4. Baştan beri özellikle İngiltere'nin, daha sonra yine İngiltere ile işbirliği halinde ABD'nin ve mutlaka İsrail'in etkisi, Türkiye'nin iç ve dış politikalarında önemli bir faktör olmuştur. Bu faktör sistemin halka ve değerlerine karşı konuşlanmasıyla birleşince, tarih yapıcı ve medeniyet taşıyıcı bir halk olabildiğince yozlaşmış, tarihin en tayin edici milletinin devleti dışarıda etkisiz bir hale gelmiş, tarihin en kahraman bir ordusu da ülkeyi kendi halkına ve hükümetine karşı korur bir pozisyona düşürülmüştür. Sistemin bizzat onun ana unsurları tarafından kilitlendiği şu dönemde, hükümet İsrail-Suriye barışı hülyasıyla oyalansa da, İsrail Lübnan'a, ABD İran'a saldırı planları içindedir ve Türkiye'nin mevcut durumu, bölgeyi olabildiğince karıştıracak böyle bir dönemde onun elini-kolunu bağlayıcı mahiyettedir; denebilir ki ülke, bir ihanet sarmalı içindedir.

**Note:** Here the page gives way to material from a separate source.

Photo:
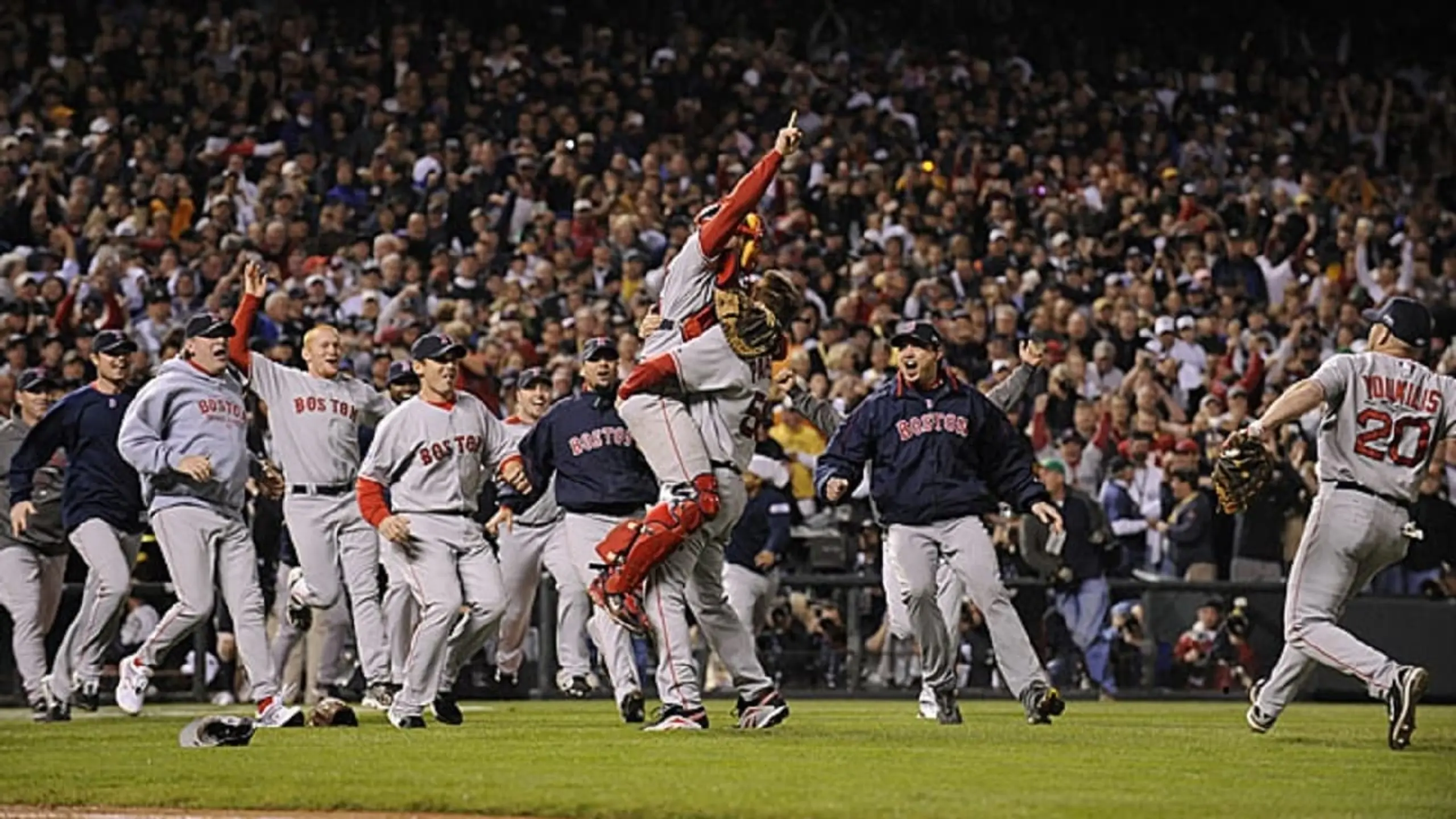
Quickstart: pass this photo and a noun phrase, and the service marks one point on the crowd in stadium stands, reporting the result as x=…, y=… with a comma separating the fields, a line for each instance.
x=1184, y=238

5. Türkiye, şeflik döneminden çok partili döneme, ülkede özgürlük havasının "Cumhuriyet" tarihinde en hissedilir ölçüde estiği DP dönemine siyasî mücadeleyle değil, tabandaki dinî-millî hizmetler neticesinde geçmiştir, geçme mecburiyeti duymuştur. Gerçek bu iken, 1950'den sonra darbelerle bölünen sivil hükümetler dönemlerinde İslâm hassasiyetli kesimler her defasında içten değişime uğramış, siyaset dışı güzel hizmetler kısmen de olsa siyasete endekslenmeye yüz tutmuş ve birtakım siyasîler tarafından malzeme yapılır olmuştur. Özellikle şu son dönemde, iktidarın İslâm lehine gözle görülür hiçbir faaliyeti ol(a)mazken ve her parti mutlaka sistemin bir unsuru iken, tavanı ayakta tutacak asıl faktörün de esas tabanda yapılacak siyaset ötesi çalışmalar olduğu unutulmuş; meselelere büyük ölçüde AK Parti endeksli bir bakış açısı geliştirilmiş; bu milletin ihyasının Din'in ihyası ile mümkün olabileceği gerçeğine rağmen AK Parti ve AB üzerinden savunma hattı kurulmuş; daha da acısı, düşünce, itikad ve yaşayışta daha önceleri görülmedik derecede hassasiyet erozyonları yaşanmıştır. Allah'ın gerçek mü'minler üzerinde düşmanlarına asla yol vermeyeceği (Nisâ, 141), eğer onlar istikamet üzere ise başkalarının farklı yollarda olmalarının onlara zararının dokunamayacağı (Mâide, 105), bir millet içini değiştirmeden Allah'ın durumlarını değiştirmeyeceği (Ra'd, 11) gerçekleri göz ardı edilmiştir.
Tren, raydan tamamen çıktı ve saptı; devrilecek ve eğer İslâm'a tarziye eli uzatılabilirse çok güzel bir tamirden geçerek, yenilenmiş raylara oturacak. Ama bu arada neler yaşanır, onu da Allah gösterecek.